For an owner or operator of a coal- or gas-fired power plant, continuing normal business operations in the future could mean making a choice between taking on the ever-changing landscape of regulations, taxes and renewable energy requirements — or shutting down.
As environmental regulations change and renewable energy becomes more cost-effective to produce and store, operating these plants successfully might require owners and operators to look for new ways to become part of the diverse energy mix of the future — including lowering carbon dioxide (CO2) emissions using carbon capture and storage or sequestration (CCS) technology.
Boosted by Department of Energy (DOE), state initiatives and academic support — and spurred by federal legislation and state mandates — CCS technology is fast becoming a more viable and effective option for removing CO2 from the emissions of power plants.

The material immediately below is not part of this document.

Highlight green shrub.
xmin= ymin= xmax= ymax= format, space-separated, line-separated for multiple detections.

Having a detailed understanding of this technology, how its implementation can impact plant operations, and the economic challenges associated with the storage of CO2 could help plants comply with new regulations and continue operations.

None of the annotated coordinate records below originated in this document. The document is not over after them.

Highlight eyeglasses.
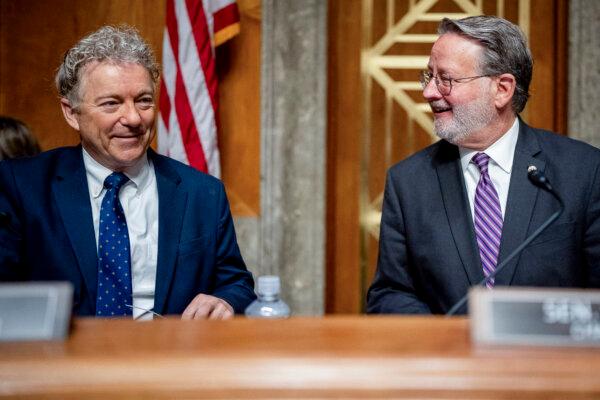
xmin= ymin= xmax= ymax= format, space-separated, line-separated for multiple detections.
xmin=419 ymin=71 xmax=492 ymax=96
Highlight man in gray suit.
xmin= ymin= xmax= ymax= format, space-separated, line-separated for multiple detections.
xmin=367 ymin=16 xmax=600 ymax=314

The amount of CO2 captured depends on how far the CCS technology is integrated into the plant’s process — and whether it is an amine-based absorption process or membrane technology. No matter the process, however, all CCS technologies have a direct impact on plant efficiency, output and operating costs.
For instance, amine-based CCS technology utilizes a large amount of steam and electricity to operate. It is critical to analyze the most effective source of steam for the operation, as a significant amount of steam taken from an existing source, coupled with the additional auxiliary load required for the carbon capture equipment, could have unintended consequences on the operational capabilities of existing equipment and, in turn, reduce overall plant performance.
These impacts to plant performance further alter the plant’s dispatch. In the past, base-loaded units were ramped up to a certain dispatch to maintain base load for weeks or even months at a time. Today, some of these plants follow renewable energy sources, requiring daily ramping up and down — and often significant operating time at reduced loads — which can be hard on equipment not originally designed for this type of operation.
Coupled with tax equity income from carbon capture, CCS may be able to ease this burden and increased operating and maintenance expenses on equipment by dampening the large load swings experienced due to renewables while maintaining a higher minimum load.
Use of Stored CO2
Having a plan in place for using captured and sequestered CO2 is key to making a viable economic case for the introduction and integration of CCS technology.
Location is the biggest consideration when it comes to making a case for CO2 storage. The cost to transport CO2 is substantial, so power plant owners need to be relatively close to the end storage reservoir, oil field or process user, for it to make economic sense.
Oil reservoirs and saline aquifers offer opportunities for storing CO2 underground. However, geologic sequestration of CO2 in saline aquifers involves technical and permitting issues, and there is little industry experience in doing so but is currently being investigated by DOE funded research. Injection of CO2 for use in enhanced oil recovery (EOR) to extract additional crude oil from existing oil fields, on the other hand, is more readily understood and is a long-standing practice for which stored CO2 can be utilized, extending the life of current wells. Proximity to EOR resources or CO2 transport pipelines is a primary factor in the viability and cost-benefit for the use of CO2 injection in EOR.
The economics of CCS rely heavily on the balance of many factors: amount of CO2 captured, cost to capture, impact to host plant efficiency and output, cost-benefit of and ability to leverage tax credits, capital cost, and operations and maintenance costs.
Owners and operators must ask themselves what the end goal is for the plant and how the facility will fit into their current states decarbonization goals and initiatives. Some of these technologies are efficient but have a high upfront cost. Finding that sweet spot between cost and meeting business plans and efficiency goals will make the implementation of CCS technology more realistic and effective.
Planning for Tomorrow
The prominence of CCS technology at coal- and gas-fired power plants will be a function of the regulatory environment, and the future promises to bring new challenges to utilities in the form of more stringent environmental regulations and grid decarbonization plans.
Continuing operations at these plants means building a business plan that looks ahead at the landscape of the power industry. If future decarbonization plans require the implementation of CCS technology, owners and operators will need to gain an understanding of these solutions today to build a plan for handling costs, operational impacts and changing regulations.
Integrating carbon capture and storage technology to meet the requirements of changing environmental regulations could help coal- and gas-fired power plants keep their generators running in the future.